As we know Homo sapiens or human beings are made from the information encoded in their genetic map which is written with DNA. This DNA is then converted into mRNA and then into protein to make the building blocks of the body. The information molecule, the DNA, is tightly packed into structures called chromosomes which are responsible for carrying over the information from the parent to the offspring. Humans have 23 pairs of chromosomes which contain all information required for the creation of an offspring. Out of the 23 pairs of chromosomes the sex chromosomes X & Y determine the sex of an embryo. If a child inherits XX, then it is a female, and if it inherits an X and a Y then it is a male.

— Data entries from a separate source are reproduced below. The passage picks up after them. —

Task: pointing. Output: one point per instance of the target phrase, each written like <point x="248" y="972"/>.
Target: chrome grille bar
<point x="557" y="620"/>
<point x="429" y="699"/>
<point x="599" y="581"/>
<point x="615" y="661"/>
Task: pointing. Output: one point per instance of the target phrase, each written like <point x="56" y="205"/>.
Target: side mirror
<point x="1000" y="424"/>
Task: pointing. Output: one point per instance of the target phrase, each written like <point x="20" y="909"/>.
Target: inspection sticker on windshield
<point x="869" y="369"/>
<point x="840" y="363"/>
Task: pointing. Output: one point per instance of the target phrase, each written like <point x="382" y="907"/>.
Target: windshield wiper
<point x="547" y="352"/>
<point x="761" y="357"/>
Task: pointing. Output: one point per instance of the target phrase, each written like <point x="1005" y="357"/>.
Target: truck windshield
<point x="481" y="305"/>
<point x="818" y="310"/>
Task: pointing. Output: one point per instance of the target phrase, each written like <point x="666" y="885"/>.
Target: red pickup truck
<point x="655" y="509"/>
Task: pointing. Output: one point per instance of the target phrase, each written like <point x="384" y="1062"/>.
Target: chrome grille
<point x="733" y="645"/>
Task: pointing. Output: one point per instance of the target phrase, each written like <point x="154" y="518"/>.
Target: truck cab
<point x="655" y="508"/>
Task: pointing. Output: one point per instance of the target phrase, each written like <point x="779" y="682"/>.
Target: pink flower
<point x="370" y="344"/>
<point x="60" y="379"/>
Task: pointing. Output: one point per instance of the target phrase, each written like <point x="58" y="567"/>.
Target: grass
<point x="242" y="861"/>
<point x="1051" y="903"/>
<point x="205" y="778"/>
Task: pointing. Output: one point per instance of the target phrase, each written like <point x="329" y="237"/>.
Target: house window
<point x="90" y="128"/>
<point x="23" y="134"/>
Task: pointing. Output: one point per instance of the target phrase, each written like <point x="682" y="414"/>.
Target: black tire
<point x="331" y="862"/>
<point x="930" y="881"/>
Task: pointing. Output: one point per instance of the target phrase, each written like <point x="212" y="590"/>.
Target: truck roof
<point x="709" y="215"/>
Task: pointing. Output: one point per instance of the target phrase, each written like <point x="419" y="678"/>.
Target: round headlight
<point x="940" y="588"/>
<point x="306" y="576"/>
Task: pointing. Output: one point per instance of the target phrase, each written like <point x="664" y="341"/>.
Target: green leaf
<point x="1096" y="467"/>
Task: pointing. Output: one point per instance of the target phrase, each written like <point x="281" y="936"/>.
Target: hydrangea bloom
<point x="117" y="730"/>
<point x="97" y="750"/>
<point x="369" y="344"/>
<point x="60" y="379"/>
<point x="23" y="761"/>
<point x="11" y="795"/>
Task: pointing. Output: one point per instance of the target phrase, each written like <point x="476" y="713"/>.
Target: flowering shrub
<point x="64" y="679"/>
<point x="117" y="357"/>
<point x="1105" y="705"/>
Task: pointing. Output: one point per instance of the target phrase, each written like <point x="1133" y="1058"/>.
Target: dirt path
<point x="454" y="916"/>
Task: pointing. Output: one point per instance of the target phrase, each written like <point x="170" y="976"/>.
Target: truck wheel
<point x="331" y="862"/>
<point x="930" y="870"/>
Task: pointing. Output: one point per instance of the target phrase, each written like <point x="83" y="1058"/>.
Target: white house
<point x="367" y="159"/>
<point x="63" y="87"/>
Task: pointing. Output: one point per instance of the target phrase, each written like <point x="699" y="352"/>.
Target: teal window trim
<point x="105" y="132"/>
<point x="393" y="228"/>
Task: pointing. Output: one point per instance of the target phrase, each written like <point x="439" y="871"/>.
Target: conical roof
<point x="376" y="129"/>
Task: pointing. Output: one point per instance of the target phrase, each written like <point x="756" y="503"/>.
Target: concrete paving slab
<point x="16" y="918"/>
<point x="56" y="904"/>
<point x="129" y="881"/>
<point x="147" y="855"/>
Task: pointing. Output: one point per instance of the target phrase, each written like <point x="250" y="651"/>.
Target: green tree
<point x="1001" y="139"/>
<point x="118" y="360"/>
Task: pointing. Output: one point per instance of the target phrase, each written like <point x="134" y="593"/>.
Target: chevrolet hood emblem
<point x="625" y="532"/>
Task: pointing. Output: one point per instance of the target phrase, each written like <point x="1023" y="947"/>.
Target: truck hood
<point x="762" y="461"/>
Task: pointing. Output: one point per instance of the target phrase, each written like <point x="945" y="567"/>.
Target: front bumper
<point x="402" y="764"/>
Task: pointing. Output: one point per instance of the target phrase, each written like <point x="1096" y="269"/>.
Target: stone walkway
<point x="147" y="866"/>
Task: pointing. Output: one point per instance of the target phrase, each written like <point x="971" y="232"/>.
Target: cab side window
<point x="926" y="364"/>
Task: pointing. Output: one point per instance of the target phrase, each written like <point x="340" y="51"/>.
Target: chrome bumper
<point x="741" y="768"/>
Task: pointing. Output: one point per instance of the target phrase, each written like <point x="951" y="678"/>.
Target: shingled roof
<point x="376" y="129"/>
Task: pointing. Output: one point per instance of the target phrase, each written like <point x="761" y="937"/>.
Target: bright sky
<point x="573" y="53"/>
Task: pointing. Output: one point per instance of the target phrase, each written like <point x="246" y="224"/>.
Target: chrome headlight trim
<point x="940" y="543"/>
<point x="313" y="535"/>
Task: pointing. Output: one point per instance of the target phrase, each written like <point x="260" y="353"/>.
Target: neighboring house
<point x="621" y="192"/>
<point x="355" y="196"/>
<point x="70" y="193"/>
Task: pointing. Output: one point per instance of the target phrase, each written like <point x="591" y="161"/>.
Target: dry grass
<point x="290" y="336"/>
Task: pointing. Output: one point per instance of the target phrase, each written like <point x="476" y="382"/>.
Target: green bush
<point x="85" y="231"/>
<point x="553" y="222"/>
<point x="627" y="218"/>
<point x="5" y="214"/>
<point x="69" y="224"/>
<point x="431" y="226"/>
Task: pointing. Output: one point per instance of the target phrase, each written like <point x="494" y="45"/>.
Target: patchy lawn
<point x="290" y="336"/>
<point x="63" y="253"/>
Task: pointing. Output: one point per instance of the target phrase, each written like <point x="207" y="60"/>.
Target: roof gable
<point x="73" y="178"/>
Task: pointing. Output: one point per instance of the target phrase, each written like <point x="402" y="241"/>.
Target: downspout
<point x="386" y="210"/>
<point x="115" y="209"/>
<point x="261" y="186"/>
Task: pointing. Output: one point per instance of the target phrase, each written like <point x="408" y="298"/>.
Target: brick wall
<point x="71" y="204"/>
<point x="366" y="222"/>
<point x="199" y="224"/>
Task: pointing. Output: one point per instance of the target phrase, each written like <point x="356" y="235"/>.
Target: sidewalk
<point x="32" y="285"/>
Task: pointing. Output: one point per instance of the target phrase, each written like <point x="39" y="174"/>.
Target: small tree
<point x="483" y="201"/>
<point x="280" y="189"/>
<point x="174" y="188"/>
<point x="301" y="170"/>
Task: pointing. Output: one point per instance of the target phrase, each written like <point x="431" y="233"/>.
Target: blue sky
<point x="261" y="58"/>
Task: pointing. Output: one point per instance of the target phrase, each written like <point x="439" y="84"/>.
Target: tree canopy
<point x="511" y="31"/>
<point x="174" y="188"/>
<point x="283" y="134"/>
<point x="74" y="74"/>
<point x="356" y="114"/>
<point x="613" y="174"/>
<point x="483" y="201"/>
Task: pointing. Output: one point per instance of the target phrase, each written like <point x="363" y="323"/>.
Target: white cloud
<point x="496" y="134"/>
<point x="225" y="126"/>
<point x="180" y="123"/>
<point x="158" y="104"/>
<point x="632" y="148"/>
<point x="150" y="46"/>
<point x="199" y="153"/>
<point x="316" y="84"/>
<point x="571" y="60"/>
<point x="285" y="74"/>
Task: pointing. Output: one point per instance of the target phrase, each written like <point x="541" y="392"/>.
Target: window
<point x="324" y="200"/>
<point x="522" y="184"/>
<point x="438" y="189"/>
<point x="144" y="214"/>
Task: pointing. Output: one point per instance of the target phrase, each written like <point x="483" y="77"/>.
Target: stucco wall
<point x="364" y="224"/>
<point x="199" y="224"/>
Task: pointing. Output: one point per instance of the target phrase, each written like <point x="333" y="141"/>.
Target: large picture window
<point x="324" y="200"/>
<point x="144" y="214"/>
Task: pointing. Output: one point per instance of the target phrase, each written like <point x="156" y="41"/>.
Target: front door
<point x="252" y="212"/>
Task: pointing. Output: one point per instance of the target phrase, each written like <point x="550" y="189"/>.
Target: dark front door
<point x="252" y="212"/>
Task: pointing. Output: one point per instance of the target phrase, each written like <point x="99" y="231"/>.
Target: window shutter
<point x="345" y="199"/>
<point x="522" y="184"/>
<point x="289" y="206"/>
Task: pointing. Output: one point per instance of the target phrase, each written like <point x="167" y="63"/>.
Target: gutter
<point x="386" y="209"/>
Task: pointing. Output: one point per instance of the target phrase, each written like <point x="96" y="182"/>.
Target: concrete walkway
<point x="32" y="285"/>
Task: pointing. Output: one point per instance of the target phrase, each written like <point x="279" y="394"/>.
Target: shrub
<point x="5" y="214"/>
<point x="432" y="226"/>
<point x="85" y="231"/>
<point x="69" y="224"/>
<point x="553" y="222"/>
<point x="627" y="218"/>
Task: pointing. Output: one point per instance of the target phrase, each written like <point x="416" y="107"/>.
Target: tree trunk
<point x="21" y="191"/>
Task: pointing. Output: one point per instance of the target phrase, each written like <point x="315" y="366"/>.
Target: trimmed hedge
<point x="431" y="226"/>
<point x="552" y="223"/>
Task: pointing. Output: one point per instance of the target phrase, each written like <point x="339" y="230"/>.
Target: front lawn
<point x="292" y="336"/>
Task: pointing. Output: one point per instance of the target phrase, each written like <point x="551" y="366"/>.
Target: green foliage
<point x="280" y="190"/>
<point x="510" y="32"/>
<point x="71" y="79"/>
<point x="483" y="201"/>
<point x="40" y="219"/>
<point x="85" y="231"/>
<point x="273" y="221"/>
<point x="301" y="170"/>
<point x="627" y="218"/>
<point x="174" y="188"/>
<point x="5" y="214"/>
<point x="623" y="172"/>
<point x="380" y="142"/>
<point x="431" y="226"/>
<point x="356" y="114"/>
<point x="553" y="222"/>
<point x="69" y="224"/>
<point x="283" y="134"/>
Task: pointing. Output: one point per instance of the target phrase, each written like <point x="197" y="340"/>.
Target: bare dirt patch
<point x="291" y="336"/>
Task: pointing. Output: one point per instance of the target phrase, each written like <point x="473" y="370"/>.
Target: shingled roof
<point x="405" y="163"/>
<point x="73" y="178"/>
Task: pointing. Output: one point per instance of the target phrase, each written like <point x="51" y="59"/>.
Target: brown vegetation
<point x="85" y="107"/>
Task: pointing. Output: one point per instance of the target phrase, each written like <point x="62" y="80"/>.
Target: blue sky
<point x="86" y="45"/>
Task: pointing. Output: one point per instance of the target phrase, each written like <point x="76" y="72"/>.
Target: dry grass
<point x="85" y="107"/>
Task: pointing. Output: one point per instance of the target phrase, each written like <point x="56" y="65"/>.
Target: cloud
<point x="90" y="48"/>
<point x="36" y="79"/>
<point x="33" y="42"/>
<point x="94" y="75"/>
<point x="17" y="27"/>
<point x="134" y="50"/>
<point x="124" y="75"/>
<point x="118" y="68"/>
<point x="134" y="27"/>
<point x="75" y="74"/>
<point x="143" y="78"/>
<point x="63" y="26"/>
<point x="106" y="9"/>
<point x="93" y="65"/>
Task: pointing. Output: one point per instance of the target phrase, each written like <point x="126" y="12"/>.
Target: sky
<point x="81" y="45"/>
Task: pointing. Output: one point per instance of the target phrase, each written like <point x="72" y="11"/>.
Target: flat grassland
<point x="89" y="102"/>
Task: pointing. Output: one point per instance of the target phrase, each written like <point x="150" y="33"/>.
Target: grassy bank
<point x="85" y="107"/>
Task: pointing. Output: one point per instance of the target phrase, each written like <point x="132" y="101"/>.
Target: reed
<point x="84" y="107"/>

Source: https://www.bio.miami.edu

The Y Chromosome

The Y chromosome has been sequenced and has provided valuable insights into sex determination and the evolution of human beings as a whole. The Y chromosome is made up of some 58 million base pairs and more than 95% of it is male specific. The Y chromosome makes up almost 2% of the total DNA in a cell. Scientists believe that the modern Y chromosome evolved from the autosomes and slowly specialized into functioning as a sex determining agent.

Sex Determination

The Y chromosome contains around 70 to 200 genes that are mostly involved in sex determination and the development of the male reproductive system and sexual characteristics. For about the first 40 days after conception the gonads of male and female embryos are the same, the reproductive system is undifferentiated. It is the presence or the absence of the SRY gene (sex determining region of the Y chromosome) that determines which way the embryo will develop. The gene encodes a protein called the testis-determining factor.

The future of the Y Chromosome

It has also been shown that regions of the Y chromosome are constantly being lost by either deletions or recombination which might - so some scientists believe - eventually wipe out the male species from the human race. Although such genetic happenings are common on the Y chromosome, scientists have also identified regions which contain palindromic sequences which seem to help the Y chromosome retain its active functions.

The Y chromosome serves as an evolutionary tracker since it is mostly conserved and transmitted from male to male offspring, this helps us make phylogenetic studies and identification of ancestry.